Bunu şu şekilde ifade edeyim: Açlık sınırına göre hesapladığınızda emeklilerin geçen yıl aldıkları maaşın yaklaşık yüzde 32’si verilmemiş. Asgari ücrete göre de emeklilerin maaşı yüzde 59 civarında verilmemiş.
Kısaca şunu diyebiliriz: Ülkenin genel ücret seviyesine göre emeklilerin maaşı yüzde 40-50 civarında iç edilmiş; verilmemiş.
***
Gelelim çalışanlara…
Türk-İş şubat ayında açlık sınırını 16.257 lira olarak açıkladı. Oysa daha iki ay önce açlık sınırı 14.431 liraydı.
Birçok kişi asgari ücret 17 bin lira olarak açıklandığında bu maaşı yeterli gördü ve sevindi.
Siz daha durun… Mart ayında asgari ücret ile açlık sınırı eşitlenir. Bu yıl bir daha maaş zammı olmayacağına göre yılın geri kalan 9 ayında aç olarak çalışmaya devam.
13 yıl kesintisiz büyüyen bir ülkede bu derece fakirlik-yoksulluk olur mu?
İşte buna Türkiye mucizesi diyebiliriz.
Hem ülke büyüyor hem de fakirlik. Böyle bir mucize daha kim başarabilir?
***
Gelelim asıl hikayemize.
Yoksa siz ülkemiz uçuyor, büyüyor, oyun kuruyor edebiyatlarını yemediniz mi? O zaman size birazcık ‘Din’ ve ‘Milliyetçilik’ verelim. Aç kalın ama yedirmeyin… (tabi ki Reis’i)
Bakın tabloda net olarak ne görülüyor? Bu Cumhur İttifakı sadece ve sadece toplumun en zengin yüzde 5’ine çalışmış. İhaleleri, teşvikleri, vergi kolaylıklarını vs sadece zenginlere sağlamışlar. Tabii kendileri de “itibardan hiç tasarruf etmemişler; saraylarda uçaklarda, arabalarda kendilerine oldukça cömert harcamışlar.

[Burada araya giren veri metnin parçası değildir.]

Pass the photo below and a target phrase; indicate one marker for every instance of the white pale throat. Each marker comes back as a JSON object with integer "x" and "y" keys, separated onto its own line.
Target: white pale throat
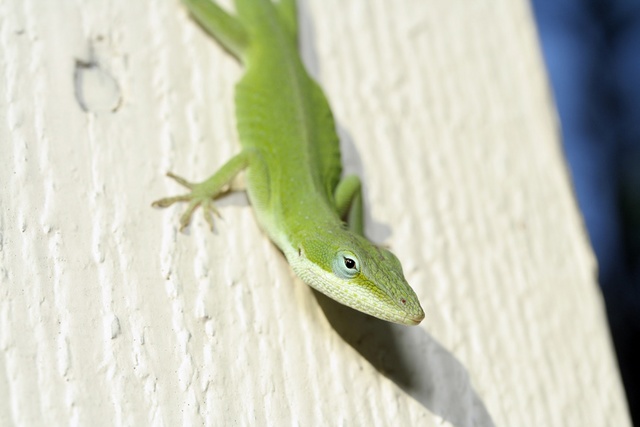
{"x": 345, "y": 291}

Vatandaşa da en cömertinden vatan-millet edebiyatı satmışlar. Hatta bunu satarken de, ülkeyi bütünleştirmek yerine tam tersi şekilde muhalefeti ve dolaysı ile onlara oy verenleri terörist ve teröre destek veren şeklinde ikiye bölmüşler.